Part of this relates to the pop-cultural zeitgeist. If it were a competition, Game of Thrones would be blowing out Star Trek in terms of its grip in our consciousness. (I'd say that TV in general is winning that competition. More on that in a moment.) Pound for pound, no one really cared that Cumberbatch was playing Khan, and as much as I wish I'd given the Into Darkness team a chance to deliver that twist, I also think they so bungled their delivery that it didn't matter. (Micro-review of Into Darkness: The filmmakers engineered a movie that could house and sustain the Khan twist, and in the process, they wound up with a garbled movie that lacked sense on a basic storytelling level. Moreover, as great as Cumberbatch is, he's not really playing Khan. He could be anyone. I wish they'd simply invented a new character; a rogue agent from Section 31.)
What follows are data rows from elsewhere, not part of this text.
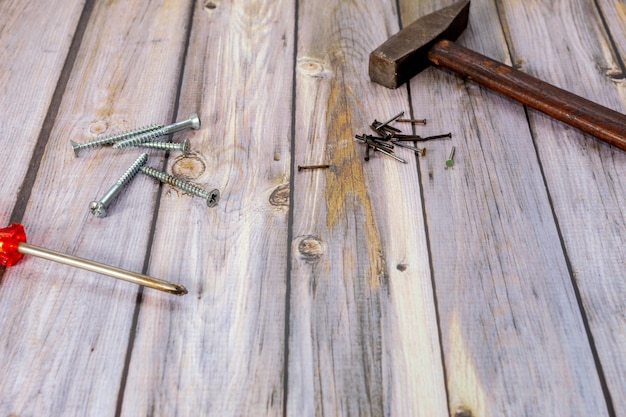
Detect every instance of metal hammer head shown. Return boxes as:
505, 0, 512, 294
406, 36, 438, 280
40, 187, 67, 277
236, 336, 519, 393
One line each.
369, 0, 470, 88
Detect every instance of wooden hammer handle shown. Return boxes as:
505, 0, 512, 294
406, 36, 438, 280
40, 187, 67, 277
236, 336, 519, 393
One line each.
428, 40, 626, 150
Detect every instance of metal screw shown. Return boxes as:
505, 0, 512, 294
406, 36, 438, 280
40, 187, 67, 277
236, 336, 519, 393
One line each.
446, 146, 455, 168
135, 139, 191, 155
70, 125, 163, 156
89, 153, 148, 217
113, 113, 200, 149
391, 141, 426, 156
298, 164, 330, 171
140, 166, 220, 207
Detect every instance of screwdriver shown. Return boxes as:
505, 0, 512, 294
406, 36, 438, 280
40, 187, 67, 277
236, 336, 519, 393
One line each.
0, 223, 187, 295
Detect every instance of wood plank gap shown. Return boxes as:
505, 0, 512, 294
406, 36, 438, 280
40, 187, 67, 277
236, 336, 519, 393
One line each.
7, 0, 95, 226
283, 0, 300, 417
115, 1, 196, 417
524, 113, 617, 417
396, 0, 450, 412
593, 0, 626, 80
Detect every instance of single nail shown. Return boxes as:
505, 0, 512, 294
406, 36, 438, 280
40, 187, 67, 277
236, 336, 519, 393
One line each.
70, 125, 163, 156
354, 135, 393, 150
113, 113, 200, 149
392, 133, 452, 142
141, 166, 220, 207
370, 119, 401, 133
373, 146, 406, 164
298, 164, 330, 171
381, 111, 404, 127
89, 153, 148, 217
446, 146, 455, 168
135, 139, 191, 155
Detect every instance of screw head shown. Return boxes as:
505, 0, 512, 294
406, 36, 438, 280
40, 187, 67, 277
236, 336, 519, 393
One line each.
206, 189, 220, 207
89, 201, 107, 217
189, 113, 200, 130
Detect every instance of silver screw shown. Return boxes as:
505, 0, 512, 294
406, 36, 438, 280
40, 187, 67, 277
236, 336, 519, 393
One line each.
70, 125, 163, 156
113, 113, 200, 149
140, 166, 220, 207
129, 139, 191, 155
446, 146, 455, 168
89, 153, 148, 217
But when it comes to Game of Thrones, we're obsessed. I also think there's a healthy neckbeard contingent that's delighted to see the elevation of one of its masterworks to the forefront. With that elevation comes a puerile impulse to spoil. A casual glance around some of the Internet's kookier corners reveals discussion threads that gleefully spoil the major details of the upcoming Song of Ice and Fire books, including the remaining twists to be found in season four of the TV show, which will cover the second half of the third book. (Don't worry -- I don't plan to discuss any of the spoilers to be had the balance of the Song of Ice and Fire books in this post.)
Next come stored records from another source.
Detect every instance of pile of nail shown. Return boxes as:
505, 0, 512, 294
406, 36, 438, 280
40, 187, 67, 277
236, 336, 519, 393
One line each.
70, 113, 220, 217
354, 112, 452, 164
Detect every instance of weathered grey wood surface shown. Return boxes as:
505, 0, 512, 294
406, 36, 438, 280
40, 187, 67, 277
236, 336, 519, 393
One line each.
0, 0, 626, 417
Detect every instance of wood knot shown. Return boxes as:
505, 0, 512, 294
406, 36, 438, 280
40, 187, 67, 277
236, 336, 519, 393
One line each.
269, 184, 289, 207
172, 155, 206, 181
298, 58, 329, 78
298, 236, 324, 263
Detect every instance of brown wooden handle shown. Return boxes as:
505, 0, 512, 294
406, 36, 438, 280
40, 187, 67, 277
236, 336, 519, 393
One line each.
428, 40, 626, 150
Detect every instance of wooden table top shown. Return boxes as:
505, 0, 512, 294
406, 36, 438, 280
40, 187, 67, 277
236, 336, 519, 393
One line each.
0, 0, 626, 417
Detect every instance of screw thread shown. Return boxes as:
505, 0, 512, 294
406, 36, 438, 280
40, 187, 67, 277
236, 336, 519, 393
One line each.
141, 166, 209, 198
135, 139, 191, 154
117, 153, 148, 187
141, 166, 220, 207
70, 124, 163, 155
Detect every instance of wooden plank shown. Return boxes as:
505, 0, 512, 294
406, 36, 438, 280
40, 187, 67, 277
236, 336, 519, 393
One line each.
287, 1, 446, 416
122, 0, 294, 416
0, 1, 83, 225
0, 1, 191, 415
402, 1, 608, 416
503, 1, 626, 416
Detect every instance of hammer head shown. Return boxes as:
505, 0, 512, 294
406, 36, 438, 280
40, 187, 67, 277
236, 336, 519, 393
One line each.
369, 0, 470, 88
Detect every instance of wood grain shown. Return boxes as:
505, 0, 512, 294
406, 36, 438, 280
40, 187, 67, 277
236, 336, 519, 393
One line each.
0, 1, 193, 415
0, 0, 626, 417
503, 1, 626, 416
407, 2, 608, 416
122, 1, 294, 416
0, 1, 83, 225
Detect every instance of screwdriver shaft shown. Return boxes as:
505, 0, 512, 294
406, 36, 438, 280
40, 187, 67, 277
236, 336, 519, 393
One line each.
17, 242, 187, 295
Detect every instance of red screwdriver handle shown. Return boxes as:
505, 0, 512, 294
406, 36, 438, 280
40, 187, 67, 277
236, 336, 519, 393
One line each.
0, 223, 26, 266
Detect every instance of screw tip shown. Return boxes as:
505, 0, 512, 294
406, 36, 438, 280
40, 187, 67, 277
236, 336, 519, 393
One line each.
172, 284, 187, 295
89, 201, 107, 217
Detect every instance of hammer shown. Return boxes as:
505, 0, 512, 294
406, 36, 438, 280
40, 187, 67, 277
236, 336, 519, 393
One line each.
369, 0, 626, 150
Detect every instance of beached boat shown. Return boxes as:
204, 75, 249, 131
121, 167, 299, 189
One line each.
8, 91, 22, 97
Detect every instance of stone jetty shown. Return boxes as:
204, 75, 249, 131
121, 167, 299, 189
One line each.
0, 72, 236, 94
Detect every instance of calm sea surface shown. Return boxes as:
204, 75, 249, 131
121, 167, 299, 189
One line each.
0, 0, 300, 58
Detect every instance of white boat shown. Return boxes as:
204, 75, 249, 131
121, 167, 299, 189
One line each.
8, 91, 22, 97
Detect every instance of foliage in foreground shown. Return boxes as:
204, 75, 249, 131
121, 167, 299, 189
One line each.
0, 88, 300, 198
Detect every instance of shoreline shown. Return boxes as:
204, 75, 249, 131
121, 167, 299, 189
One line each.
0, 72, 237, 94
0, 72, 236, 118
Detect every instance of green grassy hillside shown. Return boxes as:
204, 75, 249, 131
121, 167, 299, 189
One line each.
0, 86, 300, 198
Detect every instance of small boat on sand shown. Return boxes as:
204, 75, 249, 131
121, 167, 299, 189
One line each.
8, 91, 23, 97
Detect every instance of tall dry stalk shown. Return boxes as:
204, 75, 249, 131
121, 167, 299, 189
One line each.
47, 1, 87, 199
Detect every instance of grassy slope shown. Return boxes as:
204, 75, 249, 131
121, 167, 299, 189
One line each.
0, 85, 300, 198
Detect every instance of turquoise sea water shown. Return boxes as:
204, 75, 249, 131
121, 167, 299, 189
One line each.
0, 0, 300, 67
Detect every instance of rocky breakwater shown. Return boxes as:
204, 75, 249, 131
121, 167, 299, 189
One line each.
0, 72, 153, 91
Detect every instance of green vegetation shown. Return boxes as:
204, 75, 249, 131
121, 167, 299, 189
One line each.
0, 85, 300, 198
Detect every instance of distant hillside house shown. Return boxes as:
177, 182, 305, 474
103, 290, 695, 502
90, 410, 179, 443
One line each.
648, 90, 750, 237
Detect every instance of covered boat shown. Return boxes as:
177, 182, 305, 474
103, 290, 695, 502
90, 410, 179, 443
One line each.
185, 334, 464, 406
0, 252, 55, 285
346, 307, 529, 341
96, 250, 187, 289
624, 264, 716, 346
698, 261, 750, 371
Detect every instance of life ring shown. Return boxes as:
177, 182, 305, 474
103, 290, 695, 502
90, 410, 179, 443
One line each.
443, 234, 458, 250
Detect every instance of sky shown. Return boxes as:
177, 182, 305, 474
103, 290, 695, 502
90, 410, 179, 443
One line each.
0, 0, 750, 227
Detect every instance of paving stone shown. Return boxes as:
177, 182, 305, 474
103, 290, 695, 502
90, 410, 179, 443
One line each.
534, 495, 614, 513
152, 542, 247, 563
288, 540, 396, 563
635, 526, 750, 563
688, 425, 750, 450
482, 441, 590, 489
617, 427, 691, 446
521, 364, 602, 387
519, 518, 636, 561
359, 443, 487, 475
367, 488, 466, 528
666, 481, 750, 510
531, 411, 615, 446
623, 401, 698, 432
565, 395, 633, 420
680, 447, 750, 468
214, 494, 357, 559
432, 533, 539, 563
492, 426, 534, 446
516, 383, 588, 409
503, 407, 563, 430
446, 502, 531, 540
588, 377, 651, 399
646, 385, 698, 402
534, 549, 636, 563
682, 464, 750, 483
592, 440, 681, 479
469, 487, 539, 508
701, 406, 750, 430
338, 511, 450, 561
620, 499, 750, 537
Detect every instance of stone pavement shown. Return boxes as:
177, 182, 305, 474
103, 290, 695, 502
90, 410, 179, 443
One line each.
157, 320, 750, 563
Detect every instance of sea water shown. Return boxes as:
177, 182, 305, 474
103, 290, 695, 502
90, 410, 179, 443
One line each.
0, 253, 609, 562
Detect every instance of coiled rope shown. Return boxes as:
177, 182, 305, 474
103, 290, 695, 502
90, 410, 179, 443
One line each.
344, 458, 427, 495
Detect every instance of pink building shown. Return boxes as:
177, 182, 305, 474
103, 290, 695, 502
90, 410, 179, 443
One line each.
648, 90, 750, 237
There's a douchey cultural meme associated with spoilers: "It's fair game as soon as it airs." I don't entirely disagree. I've found myself putting spoiler alerts on social-media updates about shows that ended years ago, and even then, I'll get grief from my contacts list for spoiling. (That's part of the reason why I've returned to this blog.) IFC's series Portlandia, which has made a cottage industry of pillorying hipsters, nailed the tiresome "spoiler alert!" mentality that's arisen in the DVR/DVD era of TV, when we can still discover shows (and their myriad wonderful twists and turns) years after they've aired:
But I'm puzzled by the impulse to live-tweet about a major episode like the "The Rains of Castamere" without apology. I'd put it on par with this guy, who spoiled the ending of the sixth Harry Potter novel by shouting the ending to bookstore patrons the weekend of its release. (Oh, SPOILER ALERT FOR THE VIDEO:)
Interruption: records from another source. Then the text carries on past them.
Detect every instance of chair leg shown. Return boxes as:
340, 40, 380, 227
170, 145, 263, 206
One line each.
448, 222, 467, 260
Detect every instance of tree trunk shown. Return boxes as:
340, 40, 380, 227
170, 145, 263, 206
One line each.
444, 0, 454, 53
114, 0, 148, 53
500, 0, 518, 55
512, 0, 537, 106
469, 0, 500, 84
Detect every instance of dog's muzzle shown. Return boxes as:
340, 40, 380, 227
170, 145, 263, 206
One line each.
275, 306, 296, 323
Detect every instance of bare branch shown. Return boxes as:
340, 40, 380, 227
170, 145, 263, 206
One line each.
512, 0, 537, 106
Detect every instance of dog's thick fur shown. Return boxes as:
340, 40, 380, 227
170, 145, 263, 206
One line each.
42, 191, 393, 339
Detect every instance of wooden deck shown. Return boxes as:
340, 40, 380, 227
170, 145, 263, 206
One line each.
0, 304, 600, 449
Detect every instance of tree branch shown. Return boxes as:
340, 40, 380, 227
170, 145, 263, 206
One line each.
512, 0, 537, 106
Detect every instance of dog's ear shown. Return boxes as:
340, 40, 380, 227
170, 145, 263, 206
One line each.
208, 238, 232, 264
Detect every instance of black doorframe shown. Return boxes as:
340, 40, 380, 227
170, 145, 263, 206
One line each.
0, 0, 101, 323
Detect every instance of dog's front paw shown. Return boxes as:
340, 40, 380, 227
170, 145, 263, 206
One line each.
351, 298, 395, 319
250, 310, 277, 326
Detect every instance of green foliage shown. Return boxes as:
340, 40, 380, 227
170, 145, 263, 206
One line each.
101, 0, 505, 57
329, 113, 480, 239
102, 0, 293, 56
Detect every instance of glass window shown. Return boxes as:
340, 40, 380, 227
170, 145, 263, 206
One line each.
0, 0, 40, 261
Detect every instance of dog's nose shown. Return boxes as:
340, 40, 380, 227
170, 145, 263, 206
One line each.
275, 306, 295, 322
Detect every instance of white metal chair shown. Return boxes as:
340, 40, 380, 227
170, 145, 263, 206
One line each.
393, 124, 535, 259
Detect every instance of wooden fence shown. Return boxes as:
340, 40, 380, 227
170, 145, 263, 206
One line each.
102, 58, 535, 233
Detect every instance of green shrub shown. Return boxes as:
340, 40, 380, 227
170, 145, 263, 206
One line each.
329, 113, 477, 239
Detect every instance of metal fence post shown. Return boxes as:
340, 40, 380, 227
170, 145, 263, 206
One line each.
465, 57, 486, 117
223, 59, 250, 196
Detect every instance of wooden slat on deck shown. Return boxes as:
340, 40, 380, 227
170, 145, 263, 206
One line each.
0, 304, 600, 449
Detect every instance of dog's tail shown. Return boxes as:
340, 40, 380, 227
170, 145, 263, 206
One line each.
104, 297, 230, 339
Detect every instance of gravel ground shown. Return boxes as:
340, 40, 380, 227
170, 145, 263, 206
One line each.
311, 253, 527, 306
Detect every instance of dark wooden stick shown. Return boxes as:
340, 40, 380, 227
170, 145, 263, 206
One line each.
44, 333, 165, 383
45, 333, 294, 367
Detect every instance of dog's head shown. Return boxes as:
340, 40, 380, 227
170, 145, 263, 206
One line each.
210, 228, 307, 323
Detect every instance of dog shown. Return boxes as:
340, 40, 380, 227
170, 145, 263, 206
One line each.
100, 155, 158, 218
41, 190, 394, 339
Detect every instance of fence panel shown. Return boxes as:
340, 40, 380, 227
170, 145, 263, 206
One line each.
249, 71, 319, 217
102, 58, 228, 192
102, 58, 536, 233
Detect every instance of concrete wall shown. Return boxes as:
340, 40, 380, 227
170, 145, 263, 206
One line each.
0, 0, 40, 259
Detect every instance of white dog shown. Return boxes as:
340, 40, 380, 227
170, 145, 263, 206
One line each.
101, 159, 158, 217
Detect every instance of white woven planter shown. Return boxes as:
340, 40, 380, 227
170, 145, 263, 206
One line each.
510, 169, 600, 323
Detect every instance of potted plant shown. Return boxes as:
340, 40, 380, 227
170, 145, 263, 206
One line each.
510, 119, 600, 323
I'd also like to voice a similar complaint about a related issue. I'll phrase it in the form of an imperative: Don't try to be cute. When I was reading the Ice and Fire books for the first time, a buddy of mine (who'd read them) told me, "Wait until you get to the Red Wedding." Now, to be fair, there are quite a few weddings in Storm of Swords, but simply knowing that one of them was going to be worthy of the title "Red" effectively spoiled the experience for me. Similarly, while I was watching Mad Men for the first time, a friend gleefully told me, "Wait for the lawnmower episode!" For perspective, that spoils one of Mad Men's signature shock moments. Oh, well.
That brings me to my next point: TV is the last great refuge of the spoiler. I can't imagine a high-profile theatrical release being able to protect its spoilers against the onslaught of the Internet geek hordes. But TV can. Heck, Mad Men showrunner Matthew Weiner has elevated show secrecy to new heights with his tightly run production and hilariously oblique "Next week on Mad Men" bumpers. To wit:
That said, I've been guilty of being cute myself, having posted reaction videos about the "Rains of Castamere," as well as recaps for the episodes. (Note: I didn't post any details about the episodes themselves in my status updates, but all the same, I get it. It's hard to guard yourself against spoilers, and simply staying off social media isn't always an option for those of us with busy lives and jobs that require us to be online.)